The CLOUD Act, Executive Agreements and Digital Sovereignty
SPECIAL REPORT
MARCH 11, 2026
6. Microsoft's Digital Soverignty Assurances:
A Critical Analysis
6.1 Brad Smith’s CLOUD Act Stance
In December 2025, Microsoft announced a landmark C$19 billion investment in Canadian AI and cloud infrastructure spanning 2023 to 2027, including more than C$7.5 billion over the next two years. This represents the most significant financial commitment in Microsoft Canada’s history and is specifically directed toward building Canada’s artificial intelligence capabilities and digital infrastructure.

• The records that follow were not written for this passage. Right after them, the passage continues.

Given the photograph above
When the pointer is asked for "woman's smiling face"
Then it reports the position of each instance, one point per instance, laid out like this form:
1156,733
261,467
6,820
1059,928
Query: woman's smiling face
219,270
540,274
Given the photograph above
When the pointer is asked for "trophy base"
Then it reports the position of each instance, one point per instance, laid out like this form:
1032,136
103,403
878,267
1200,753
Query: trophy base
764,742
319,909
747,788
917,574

The investment will expand Microsoft’s Azure Canada Central and Canada East data centre regions, delivering secure, sustainable and scalable cloud and AI capabilities. New capacity is expected to come online in the second half of 2026.
President Brad Smith accompanied this announcement with pledges regarding Canadian digital sovereignty, including commitments to:
- challenge US legal orders for access to Canadian customer data when they are overbroad, unlawful or conflict with Canadian law;
- rely on comity-based arguments codified in the CLOUD Act to resist disclosure;
- resist attempts — including executive orders — to cut off cloud services to Canadian government clients; and
- leverage Microsoft’s diplomatic relationships and pursue litigation where necessary.
6.2 The June 2025 French Senate Testimony
Any assessment of Microsoft’s sovereignty assurances must be evaluated in light of the company’s sworn testimony before the French Senate on June 10, 2025.77
When asked directly whether he could guarantee, under oath, that data of French citizens stored in Microsoft’s cloud would never be transmitted to US authorities without explicit French authorization, Anton Carniaux, Microsoft France’s Director of Public and Legal Affairs, responded unequivocally: “Non, je ne peux pas le garantir — “No, I cannot guarantee it.”78
This admission, made under oath before a parliamentary body, confirms that Microsoft’s corporate assurances — however well-intentioned — cannot override the company’s legal obligations under US law. When a validly served US legal demand arrives, Microsoft must comply regardless of its contractual commitments to foreign customers.79
6.3 Why Microsoft’s Assurances Are Insufficient for Canadian Sovereignty
From a sovereignty perspective, the fundamental question is whether Canadian institutions, not foreign legislatures or foreign courts, decide who may access sensitive Canadian data. Microsoft’s commitments fail this test for several structural reasons.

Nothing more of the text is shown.